Our heroes ended the last season on the verge of taking a bro break, so the beginning of this one finds them apart and missing each other desperately. Aw.

Scott’s in Kenya, trying to transport a couple of British diplomats and their asset. Being Strike Back, everything that can go wrong does; the Scott-meister does his best, but, without his wingman Stonebridge, he’s outmanned, outgunned and, um, a wee bit lonely, so his charges end up kidnapped and he ends up in the suds when he tries to rescue them.
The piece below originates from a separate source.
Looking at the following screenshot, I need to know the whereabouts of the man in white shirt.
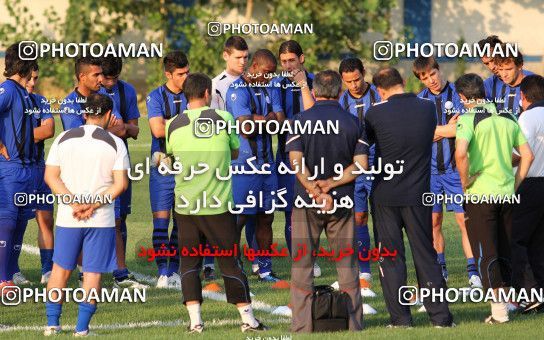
[44,93,129,336]
[204,35,251,281]
[512,75,544,314]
Stoney, meanwhile, is stuck back in Blighty, ignoring his unspeakably tiresome wife and teaching at an SAS training camp. His heart’s back in the field with Scotty, though, you can tell. So, after a training exercise with live ammunition (how can that EVER be a good idea?) goes horribly wrong, the news that his bezzie mate’s in trouble in Somalia gives him the best reason to get out of town ever. Especially since Scott is a lot more fun than the Mrs, if you don’t mind dodging a hail of bullets every couple of scenes. Boys will be boys!

That’s essentially it, to be honest: the bros are back, as are the bullets and the er, boobs, although keeping the female nudity count down to a single laughably unerotic sex scene in the whole ep seems almost restrained for this show, given last season’s shenanigans. Progress? Let’s not get too excited; the women in the show remain entirely interchangeable and almost wholly decorative, with the only ones who even get a name this time around being Rhona Mitra’s Rachel because she’s up to something shifty, and Mrs Stonebridge, aka, Victoria, because she’s always trying to break up the bromance. Tsk. Girls, eh?

Sigh. But then I wasn’t really expecting anything different from Vengeance. As far as this version of Strike Back goes (and it’s so far removed from the Richard Armitage season now, it might as well be called “Strike Back: But Not The One You’re Thinking Of”) this episode was ok. The dialogue was functional, the stunts were fine and Scott and Stonebridge’s bond held it all together. If you like utterly mindless action bromance, you might like this. If you don’t, you’ll hate it. Me, I’m somewhere in between.